Triggering a "major" compaction with nodetool compact on STCS is generally not recommended as when you compact all of your data into one giant SSTable, it is going to be a very long time (if ever) that future SSTables will get up to a size with which they'll compact with your monolithic table. However, this did reduce the table size considerably as the tombstones (gc_grace_seconds hadn't expired) are a lot smaller than the actual data.

A downside to STCS is that it requires a 50% space overhead in order to guarantee it has enough space in order to perform a compaction. This can be a significant cost in hardware that could otherwise be utilised when you're at large scale.

Date Tiered Compaction Strategy (DTCS)

As with STCS, the compaction load was very light (we were only compacting the last hour of data together) and our data volume actually grew as we wrote more tombstones (the writes occurred a long time before the deletes).

Delete throughput was about the same as that of STCS, around 34% higher than that of LCS in this test, and remained fairly constant over time.

Triggering a major compaction had the same result as with STCS in that we wound up with one monolithic table and saved a tonne of space. However, unlike STCS the monolithic nature of this SSTable isn't so much of a concern under DTCS as we're not interested in compacting new data together with old data anyway as we're usually using it for more time-series type data.

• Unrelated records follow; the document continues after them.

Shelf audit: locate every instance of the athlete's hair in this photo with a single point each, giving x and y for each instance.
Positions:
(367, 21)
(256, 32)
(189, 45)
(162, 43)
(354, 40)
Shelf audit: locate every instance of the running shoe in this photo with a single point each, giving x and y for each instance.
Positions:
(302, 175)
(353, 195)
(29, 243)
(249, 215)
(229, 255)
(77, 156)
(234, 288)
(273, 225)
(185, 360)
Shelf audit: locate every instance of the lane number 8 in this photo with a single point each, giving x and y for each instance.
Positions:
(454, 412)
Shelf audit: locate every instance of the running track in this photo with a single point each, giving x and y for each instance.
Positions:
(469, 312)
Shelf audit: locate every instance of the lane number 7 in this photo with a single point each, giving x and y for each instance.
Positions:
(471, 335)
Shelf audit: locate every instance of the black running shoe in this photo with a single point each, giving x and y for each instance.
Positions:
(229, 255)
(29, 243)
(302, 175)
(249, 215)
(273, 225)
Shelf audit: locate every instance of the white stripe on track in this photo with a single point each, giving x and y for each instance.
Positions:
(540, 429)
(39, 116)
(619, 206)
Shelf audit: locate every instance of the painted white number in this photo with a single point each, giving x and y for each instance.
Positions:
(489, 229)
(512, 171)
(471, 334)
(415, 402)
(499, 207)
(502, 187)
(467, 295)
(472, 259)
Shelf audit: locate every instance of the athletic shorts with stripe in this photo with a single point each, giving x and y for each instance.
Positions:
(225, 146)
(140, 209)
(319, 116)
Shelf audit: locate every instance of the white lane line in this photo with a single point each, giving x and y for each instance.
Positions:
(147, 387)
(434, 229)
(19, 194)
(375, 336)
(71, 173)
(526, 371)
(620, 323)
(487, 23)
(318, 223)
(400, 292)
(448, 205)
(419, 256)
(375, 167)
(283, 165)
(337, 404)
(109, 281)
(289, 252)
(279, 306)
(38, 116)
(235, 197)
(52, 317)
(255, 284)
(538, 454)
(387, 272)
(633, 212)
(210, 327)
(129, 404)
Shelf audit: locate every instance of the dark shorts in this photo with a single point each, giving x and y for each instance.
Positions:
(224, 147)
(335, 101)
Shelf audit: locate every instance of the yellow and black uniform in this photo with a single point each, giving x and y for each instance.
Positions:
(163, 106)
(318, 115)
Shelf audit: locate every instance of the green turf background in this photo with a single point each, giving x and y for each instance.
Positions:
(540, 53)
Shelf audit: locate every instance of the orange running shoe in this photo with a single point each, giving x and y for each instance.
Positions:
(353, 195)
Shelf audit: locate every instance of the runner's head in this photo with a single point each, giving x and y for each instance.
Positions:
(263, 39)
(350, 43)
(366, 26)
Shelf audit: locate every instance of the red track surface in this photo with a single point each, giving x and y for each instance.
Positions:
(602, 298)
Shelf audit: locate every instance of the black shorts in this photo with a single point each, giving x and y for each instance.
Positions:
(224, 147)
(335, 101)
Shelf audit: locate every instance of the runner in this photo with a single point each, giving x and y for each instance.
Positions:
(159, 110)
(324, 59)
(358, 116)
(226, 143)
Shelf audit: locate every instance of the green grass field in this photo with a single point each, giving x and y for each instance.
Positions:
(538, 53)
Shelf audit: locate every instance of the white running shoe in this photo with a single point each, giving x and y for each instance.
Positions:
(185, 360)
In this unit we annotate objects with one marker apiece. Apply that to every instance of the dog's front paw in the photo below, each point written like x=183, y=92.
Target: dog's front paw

How does this feed back into what Compaction Strategy to use and where?

In order of descending preference...

DTCS - Use anywhere we're going to do many immutable or very, very infrequently updated/deleted writes and we're only fetching back either a single logical row or a slice of rows with very close timestamps. Preferred over LCS as it scales better with data volume and enables major compactions.

LCS - Use for large tables (size overhead) where DTCS isn't suitable and we're unlikely to be concerned with freeing up space from bulk delete operations. Preferred over STCS as it means we can push our disk space utilisation further. Note: Requires some grunt to power (decent disks, decent compaction settings).

STCS - Use for small tables and tables unsuited to DTCS but where we really need to free up space or have data hard-deleted on bulk.